Only around a quarter of UK pension fund holdings are in shares, while in the US, two-thirds of US pension fund holdings are in shares, according to the London Stock Exchange.
Pension funds’ move away from the stock market was driven in part by regulatory changes to pension plan funding requirements to ensure they had enough money for retirees, Ben Gold said, investment manager at XPS Pensions Group.,
a UK-based pension fund adviser. This trend was amplified last autumn when a sharp rise in UK government bond yields forced funds to meet collateral calls by selling liquid assets, including listed shares that remained in their portfolios, he declared.
UK executives say investors from their home country tend to be more risk averse than their US counterparts.

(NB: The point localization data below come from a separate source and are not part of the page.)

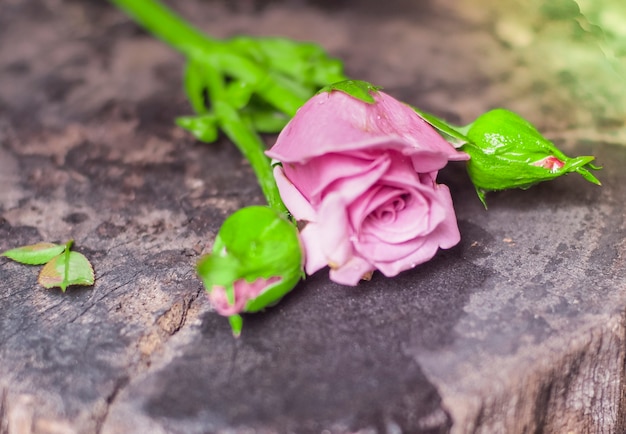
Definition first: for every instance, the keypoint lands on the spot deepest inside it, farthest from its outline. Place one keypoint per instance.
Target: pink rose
(363, 178)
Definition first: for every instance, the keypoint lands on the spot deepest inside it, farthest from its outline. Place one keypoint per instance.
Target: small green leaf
(358, 89)
(67, 269)
(456, 135)
(204, 127)
(35, 254)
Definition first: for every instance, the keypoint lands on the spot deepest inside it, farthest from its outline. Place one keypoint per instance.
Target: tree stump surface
(519, 328)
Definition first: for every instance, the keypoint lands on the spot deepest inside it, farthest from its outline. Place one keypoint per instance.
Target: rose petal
(351, 272)
(335, 122)
(336, 231)
(295, 202)
(321, 173)
(315, 259)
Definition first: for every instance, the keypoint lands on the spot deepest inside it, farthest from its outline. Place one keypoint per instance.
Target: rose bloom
(362, 177)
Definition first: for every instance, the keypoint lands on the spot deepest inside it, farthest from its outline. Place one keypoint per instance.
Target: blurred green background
(569, 57)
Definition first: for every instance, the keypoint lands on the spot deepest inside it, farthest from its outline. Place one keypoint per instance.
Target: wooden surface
(520, 328)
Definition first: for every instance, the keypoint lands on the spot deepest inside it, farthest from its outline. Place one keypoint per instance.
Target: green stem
(245, 138)
(166, 25)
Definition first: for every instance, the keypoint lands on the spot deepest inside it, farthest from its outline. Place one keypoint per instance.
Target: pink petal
(335, 231)
(315, 259)
(319, 174)
(295, 202)
(351, 272)
(335, 122)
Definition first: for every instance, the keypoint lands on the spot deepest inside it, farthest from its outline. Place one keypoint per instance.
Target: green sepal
(254, 243)
(506, 151)
(34, 254)
(358, 89)
(236, 324)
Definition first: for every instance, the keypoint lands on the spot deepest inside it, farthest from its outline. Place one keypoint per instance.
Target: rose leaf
(35, 254)
(67, 269)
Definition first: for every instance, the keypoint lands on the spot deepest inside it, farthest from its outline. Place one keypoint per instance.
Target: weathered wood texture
(520, 328)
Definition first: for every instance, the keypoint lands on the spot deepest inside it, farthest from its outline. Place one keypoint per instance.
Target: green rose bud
(508, 152)
(256, 260)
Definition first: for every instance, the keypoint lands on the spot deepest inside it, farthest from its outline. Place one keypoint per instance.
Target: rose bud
(256, 260)
(358, 169)
(508, 152)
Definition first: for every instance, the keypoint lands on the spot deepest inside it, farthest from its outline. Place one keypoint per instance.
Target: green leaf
(204, 127)
(35, 254)
(455, 133)
(361, 90)
(67, 269)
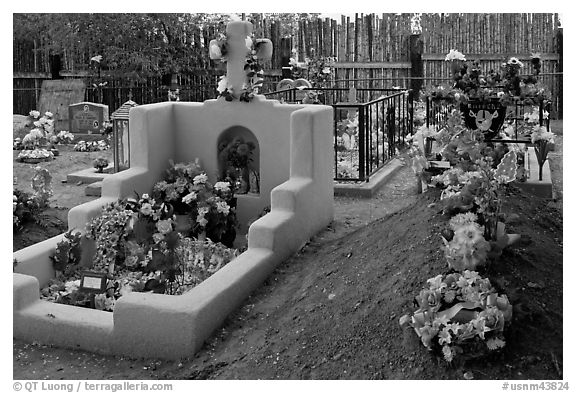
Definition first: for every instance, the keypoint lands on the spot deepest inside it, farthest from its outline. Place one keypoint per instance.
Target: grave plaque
(87, 117)
(56, 96)
(94, 282)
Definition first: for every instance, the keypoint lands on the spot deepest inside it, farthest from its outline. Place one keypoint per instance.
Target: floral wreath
(458, 313)
(254, 71)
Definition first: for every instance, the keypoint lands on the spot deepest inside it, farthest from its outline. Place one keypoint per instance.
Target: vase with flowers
(235, 158)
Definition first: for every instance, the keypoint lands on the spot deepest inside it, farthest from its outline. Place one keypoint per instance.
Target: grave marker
(87, 117)
(56, 96)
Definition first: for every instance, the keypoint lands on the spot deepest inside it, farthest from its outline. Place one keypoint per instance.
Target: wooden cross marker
(236, 33)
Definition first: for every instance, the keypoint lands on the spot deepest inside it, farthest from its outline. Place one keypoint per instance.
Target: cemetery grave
(447, 272)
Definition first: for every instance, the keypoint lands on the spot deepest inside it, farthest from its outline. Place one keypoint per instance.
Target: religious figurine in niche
(254, 182)
(234, 158)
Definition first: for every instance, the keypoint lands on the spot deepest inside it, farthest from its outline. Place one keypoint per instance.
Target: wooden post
(559, 46)
(417, 69)
(285, 52)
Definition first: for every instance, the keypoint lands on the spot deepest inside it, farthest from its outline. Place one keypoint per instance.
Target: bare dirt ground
(331, 311)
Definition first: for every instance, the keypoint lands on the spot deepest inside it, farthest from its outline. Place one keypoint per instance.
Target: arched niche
(239, 159)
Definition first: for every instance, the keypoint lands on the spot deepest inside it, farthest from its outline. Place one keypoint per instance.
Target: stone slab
(89, 175)
(57, 95)
(541, 188)
(87, 117)
(93, 189)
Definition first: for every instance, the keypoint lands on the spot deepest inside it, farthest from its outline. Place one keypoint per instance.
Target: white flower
(202, 221)
(515, 61)
(200, 179)
(157, 237)
(222, 207)
(72, 286)
(146, 209)
(164, 226)
(36, 133)
(215, 51)
(222, 186)
(189, 198)
(28, 139)
(454, 55)
(539, 133)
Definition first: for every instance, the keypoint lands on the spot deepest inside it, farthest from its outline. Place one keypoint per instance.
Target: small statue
(254, 183)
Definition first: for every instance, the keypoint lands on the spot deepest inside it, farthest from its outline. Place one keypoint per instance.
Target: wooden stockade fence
(371, 51)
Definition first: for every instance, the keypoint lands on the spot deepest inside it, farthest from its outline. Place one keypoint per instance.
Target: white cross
(237, 51)
(236, 33)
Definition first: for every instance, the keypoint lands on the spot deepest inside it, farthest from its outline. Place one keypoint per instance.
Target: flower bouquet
(542, 140)
(35, 156)
(460, 315)
(100, 163)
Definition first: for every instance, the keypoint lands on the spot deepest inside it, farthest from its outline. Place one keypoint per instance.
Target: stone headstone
(87, 117)
(21, 126)
(303, 84)
(285, 84)
(57, 95)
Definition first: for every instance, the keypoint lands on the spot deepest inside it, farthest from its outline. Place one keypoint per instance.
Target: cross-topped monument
(238, 48)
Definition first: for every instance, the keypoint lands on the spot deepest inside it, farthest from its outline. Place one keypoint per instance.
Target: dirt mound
(331, 312)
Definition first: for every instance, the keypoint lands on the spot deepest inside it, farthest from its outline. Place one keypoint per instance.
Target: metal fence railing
(437, 112)
(367, 133)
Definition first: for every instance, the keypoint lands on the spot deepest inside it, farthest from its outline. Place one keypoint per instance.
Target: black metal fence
(26, 92)
(437, 112)
(368, 132)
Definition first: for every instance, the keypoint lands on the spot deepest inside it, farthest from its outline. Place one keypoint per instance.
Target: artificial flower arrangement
(235, 157)
(209, 207)
(43, 129)
(347, 133)
(134, 243)
(317, 70)
(25, 206)
(471, 82)
(460, 315)
(35, 156)
(100, 163)
(256, 49)
(87, 146)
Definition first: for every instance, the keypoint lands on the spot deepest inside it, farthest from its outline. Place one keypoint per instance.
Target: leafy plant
(68, 253)
(460, 315)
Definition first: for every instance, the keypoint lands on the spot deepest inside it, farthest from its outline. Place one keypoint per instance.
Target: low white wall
(152, 325)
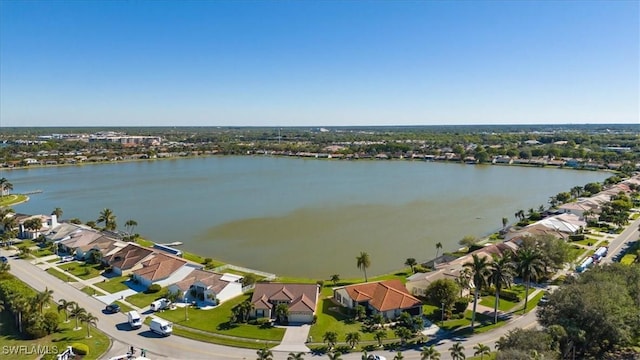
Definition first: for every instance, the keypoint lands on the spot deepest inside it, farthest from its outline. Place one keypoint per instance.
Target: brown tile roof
(300, 297)
(159, 267)
(383, 295)
(209, 278)
(129, 256)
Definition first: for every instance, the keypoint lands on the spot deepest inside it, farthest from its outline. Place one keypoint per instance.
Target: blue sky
(313, 63)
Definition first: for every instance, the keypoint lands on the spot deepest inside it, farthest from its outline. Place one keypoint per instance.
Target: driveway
(294, 339)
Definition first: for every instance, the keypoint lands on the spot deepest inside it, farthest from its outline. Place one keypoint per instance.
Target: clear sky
(313, 63)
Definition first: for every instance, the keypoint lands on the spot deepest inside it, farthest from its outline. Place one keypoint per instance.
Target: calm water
(299, 217)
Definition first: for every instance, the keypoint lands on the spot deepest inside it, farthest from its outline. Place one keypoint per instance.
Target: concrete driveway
(294, 339)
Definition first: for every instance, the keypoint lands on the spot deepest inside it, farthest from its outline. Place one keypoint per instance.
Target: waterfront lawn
(9, 336)
(142, 300)
(82, 270)
(217, 321)
(331, 318)
(59, 274)
(114, 285)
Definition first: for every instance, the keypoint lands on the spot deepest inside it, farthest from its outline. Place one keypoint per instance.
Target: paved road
(619, 243)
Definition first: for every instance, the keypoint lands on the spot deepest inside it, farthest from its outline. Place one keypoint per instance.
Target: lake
(299, 217)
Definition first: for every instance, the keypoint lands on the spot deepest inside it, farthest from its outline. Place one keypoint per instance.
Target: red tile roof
(383, 295)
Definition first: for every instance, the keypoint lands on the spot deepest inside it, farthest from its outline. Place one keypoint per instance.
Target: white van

There is “a lot of experience investing in early-stage companies” in the US compared to Britain, said Denise Scots-Knight, chief executive of London-based drug developer Mereo BioPharma Group. PLC.
Mereo, which has several drugs in clinical trials, raised about half of its target $65 million when it went public in London in 2016. The company was later listed in the United States through a reverse merger and raised nearly $200 million in two slugs. He dropped out of the London roster.
By luring Arm, the LSE would have picked up a company that was a mainstay before SoftBank acquired it in 2016. The exchange would bet on listing by encouraging other local and foreign tech companies to go public on the LSE at rather than just focusing on the United States. Advertisement.
Mr Haas said Arm, founded in Cambridge, UK, plans to retain its UK headquarters, where it will boost investment with a new site in Bristol and a larger workforce. Arm will also continue to host its material intellectual property in the UK.
Mr Haas said Arm would also consider a subsequent UK secondary listing. “We will continue to invest and play an important role in the UK tech ecosystem,” he said.
Intel has dominated the central processing unit market since the 1980s. But rival AMD overtook Intel in market value last year, thanks in part to an expensive gamble on chip design. The WSJ’s Asa Fitch explains the corporate battle for your computer’s brain.
—Stu Woo contributed to this article.